Pools need to be fenced not just for privacy, but also to limit tort liability, and that can easily cost over $5,000 just on its own (the current US national average cost for board fencing is about $23 per linear foot and a house on a quarter-acre lot can easily need about 200 linear feet to enclose its backyard completely).
Does this apply mostly to negligence, or are there other factors as well?
Pools are subject to the
attractive nuisance doctrine. Under that doctrine, it is held that if you have some sort of feature on your property that you have good reason to believe might attract children, make no attempt to secure it, and someone injures themselves on it, you are liable for the damages.
According to the Restatement of Torts standard, which is followed in many jurisdictions in the United States, there are five conditions that must be met for a land owner to be liable for tort damages to a child trespasser as a result of artificial hazards.

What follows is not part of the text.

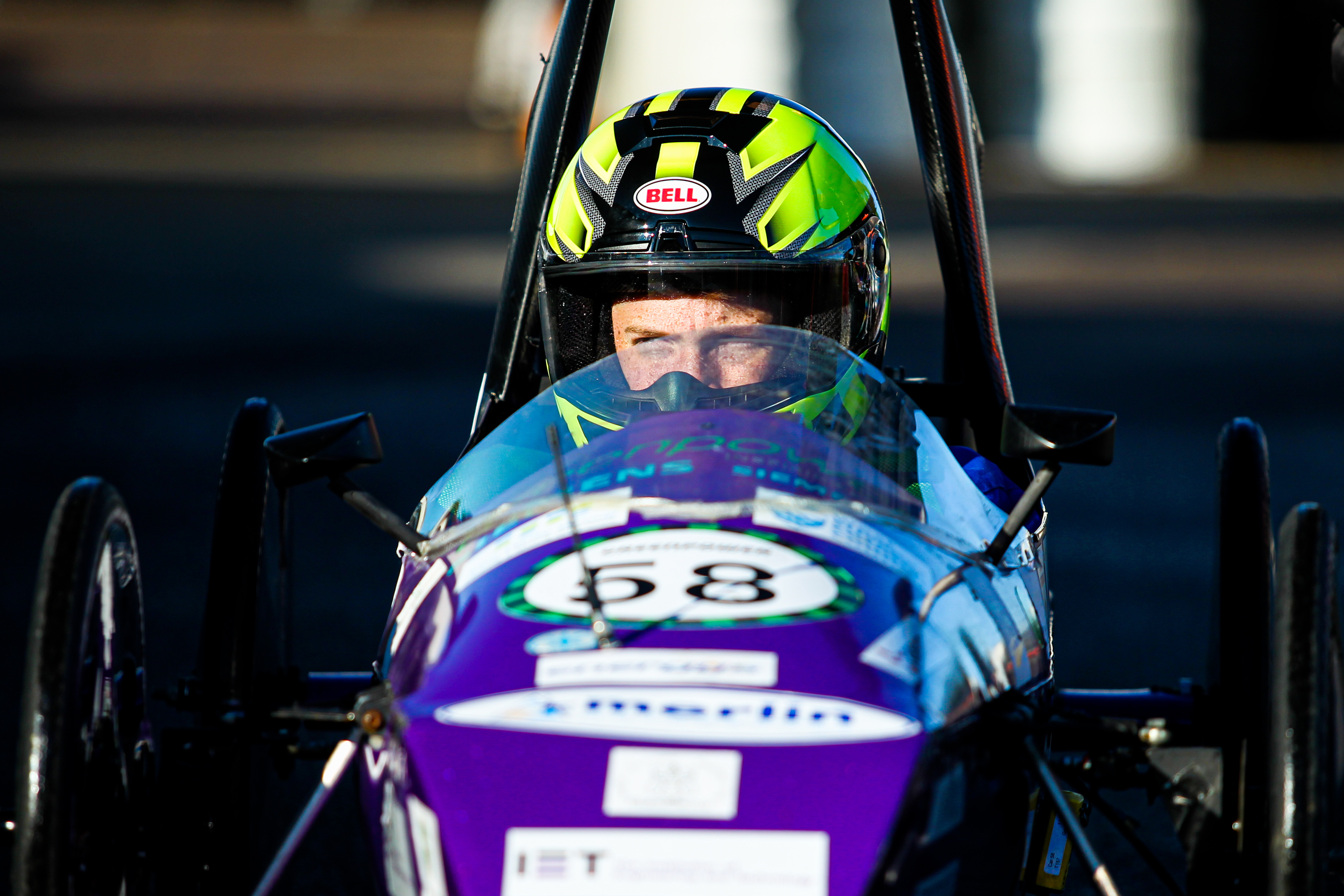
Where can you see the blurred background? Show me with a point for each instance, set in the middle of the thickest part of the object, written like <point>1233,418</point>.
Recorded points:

- The place where the condition exists is one on which the possessor knows or has reason to know that children are likely to trespass, and
- The condition is one of which the possessor knows or has reason to know and which he realizes or should realize will involve an unreasonable risk of death or serious bodily harm to such children,
- The children, because of their youth, do not discover the condition or realize the risk involved in inter-meddling with it or in coming within the area made dangerous by it,
- The utility to the possessor of maintaining the condition and the burden of eliminating the danger are slight as compared with the risk to children involved, and
- The possessor fails to exercise reasonable care to eliminate the danger or otherwise to protect the children.

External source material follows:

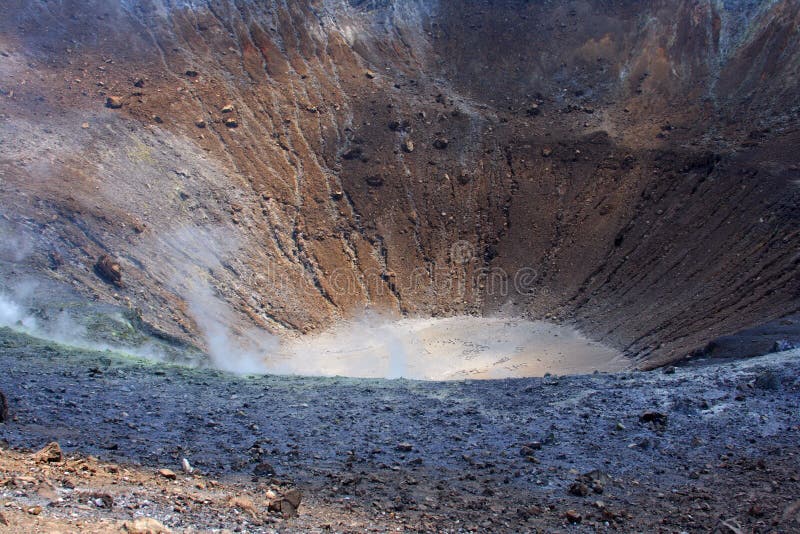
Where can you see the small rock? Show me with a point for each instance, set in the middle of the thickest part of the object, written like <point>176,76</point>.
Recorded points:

A swimming pool meets all five conditions: children are attracted to pools, a reasonable pool owner should know that a child is at risk of drowning in a pool, children are often too young to appreciate the risk of drowning, fencing the pool is not an undue obstacle interfering with the owner's use of the pool, and fencing the pool would meet a standard of reasonable care.
If you fence the pool and a kid hops the fence and drowns in it, presumably you would not be held liable, because you took care to keep children away from the pool and your efforts were thwarted.